We searched the international databases dbSNP (http://www.ncbi.nlm.nih.gov/SNP/) and Human Gene Mutation Database professional (HGMD; http://www.biobase-international.com/product/hgmd) for all nucleotide changes. In silico evaluation of the pathogenicity of nucleotide changes in exons was performed using the Variant Effect Predictor tool (http://www.ensembl.org/Tools/VEP) and Varsome (http://www.varsome.com). Minor allele frequencies (MAF) were checked in the Genome Aggregation Database (gnomAD) (http://gnomad.broadinstitute.org/). All variants were evaluated according to the American College of Medical Genetics and Genomics guidelines [15]. Detailed pretest genetic counseling was provided to all subjects, who were then invited to sign specific informed consent to use their anonymized genetic results for research.

2.3. In Silico Analysis

The primary amino acid sequence of ARAP3 in FASTA format (Figure 1) was used to search the Swiss-Model template library (SMTL) version 2019-10-24 and Protein Data Bank (PDB) released 2019-10-18 [16] with BLAST (Basic Local Alignment Search Tool) [17] and HHBlits [18] for evolution-related structures matching the given ARAP3 sequence. Models based on target-template alignment were built using ProMod3 of the Swiss-Model server [19]. Coordinates conserved between target and template were copied from the template to the model.

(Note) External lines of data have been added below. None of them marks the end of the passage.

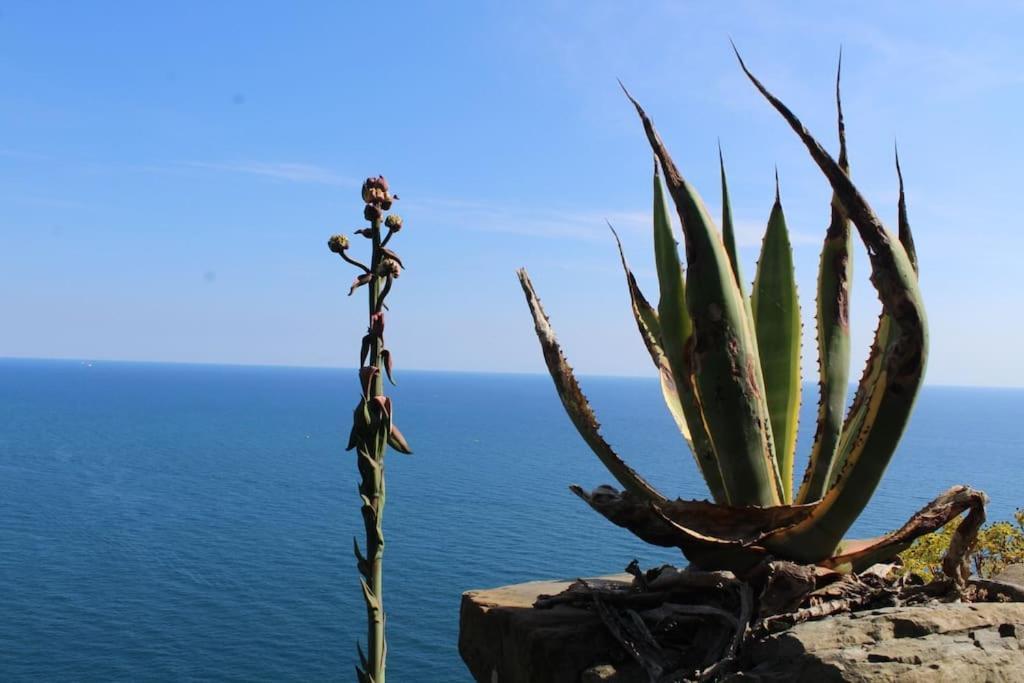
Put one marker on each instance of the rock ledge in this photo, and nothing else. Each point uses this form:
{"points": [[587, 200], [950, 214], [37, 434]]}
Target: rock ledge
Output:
{"points": [[504, 640]]}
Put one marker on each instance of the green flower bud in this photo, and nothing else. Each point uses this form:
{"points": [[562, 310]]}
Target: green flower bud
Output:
{"points": [[372, 212], [337, 243], [388, 268]]}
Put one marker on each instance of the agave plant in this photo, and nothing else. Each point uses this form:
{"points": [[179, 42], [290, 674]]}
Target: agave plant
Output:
{"points": [[729, 369]]}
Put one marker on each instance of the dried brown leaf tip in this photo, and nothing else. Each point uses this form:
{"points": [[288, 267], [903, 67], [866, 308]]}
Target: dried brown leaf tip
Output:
{"points": [[337, 244]]}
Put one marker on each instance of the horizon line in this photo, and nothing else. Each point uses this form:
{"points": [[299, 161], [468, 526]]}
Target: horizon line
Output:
{"points": [[213, 364]]}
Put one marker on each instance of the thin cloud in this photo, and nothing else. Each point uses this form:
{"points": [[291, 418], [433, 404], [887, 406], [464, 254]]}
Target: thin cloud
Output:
{"points": [[590, 225], [291, 172], [491, 217]]}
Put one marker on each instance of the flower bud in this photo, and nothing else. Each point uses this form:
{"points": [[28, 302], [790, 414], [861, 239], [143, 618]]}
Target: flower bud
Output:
{"points": [[372, 213], [388, 268], [373, 187], [337, 243]]}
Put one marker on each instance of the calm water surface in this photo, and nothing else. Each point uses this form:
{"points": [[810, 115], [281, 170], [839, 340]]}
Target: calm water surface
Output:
{"points": [[180, 522]]}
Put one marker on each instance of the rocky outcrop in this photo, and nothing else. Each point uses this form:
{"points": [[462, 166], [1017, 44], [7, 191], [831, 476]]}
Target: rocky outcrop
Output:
{"points": [[504, 640], [941, 642]]}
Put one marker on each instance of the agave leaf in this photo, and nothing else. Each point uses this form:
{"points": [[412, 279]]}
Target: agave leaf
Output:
{"points": [[872, 369], [776, 322], [728, 230], [833, 317], [902, 366], [576, 402], [711, 536], [905, 238], [650, 332], [727, 377], [677, 334], [858, 555]]}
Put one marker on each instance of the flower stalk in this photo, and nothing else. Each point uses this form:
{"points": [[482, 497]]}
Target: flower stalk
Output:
{"points": [[373, 430]]}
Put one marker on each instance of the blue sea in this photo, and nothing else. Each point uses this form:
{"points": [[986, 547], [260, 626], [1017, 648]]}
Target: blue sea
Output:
{"points": [[185, 522]]}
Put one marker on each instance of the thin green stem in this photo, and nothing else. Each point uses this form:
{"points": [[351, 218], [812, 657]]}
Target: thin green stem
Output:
{"points": [[375, 489]]}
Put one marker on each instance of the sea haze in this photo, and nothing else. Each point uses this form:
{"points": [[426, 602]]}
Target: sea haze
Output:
{"points": [[175, 522]]}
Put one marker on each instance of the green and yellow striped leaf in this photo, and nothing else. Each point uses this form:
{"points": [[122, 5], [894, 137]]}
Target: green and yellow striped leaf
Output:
{"points": [[833, 322], [776, 321], [726, 375], [903, 358]]}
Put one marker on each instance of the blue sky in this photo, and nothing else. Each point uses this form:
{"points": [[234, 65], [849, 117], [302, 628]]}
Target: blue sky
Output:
{"points": [[169, 172]]}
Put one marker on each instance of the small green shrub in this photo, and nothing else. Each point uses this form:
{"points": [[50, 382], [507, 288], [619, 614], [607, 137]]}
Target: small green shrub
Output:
{"points": [[999, 544]]}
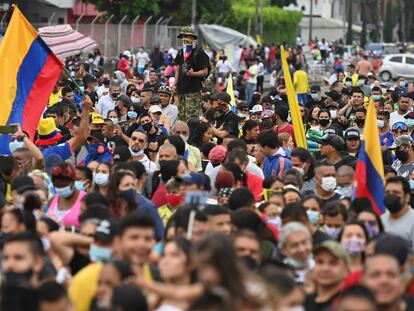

Insertions and deletions were remodeled using a fragment library. Side chains were then rebuilt. Finally, the geometry of the resulting model was regularized using the CHARMM27 force field [20]. If loop modeling with ProMod3 failed, an alternative model was built with PROMOD-II [21]. Global and per-residue model quality was assessed using the QMEAN scoring function [22]. The BioVia Discovery Studio Visualizer v17.2 [23] was used to visualize the modeled protein, to mutate the targeted amino acids, and to analyze molecular level interactions.

3. Results

3.1. Clinical and Genetic Evaluation

In this study, we analyzed 235 patients for variants in the ARAP3 gene. These patients, diagnosed with lymphedema, were negative to genetic testing for variants in known lymphedema genes [14]. Three different heterozygous variants in ARAP3 were found in three probands. All cases were sporadic with no family history of lymphedema. In families 1 and 2, family members were also tested, but with a negative result. The ARAP3 variants we identified therefore do not segregate in the families. The clinical features of the probands are summarized in Table 2.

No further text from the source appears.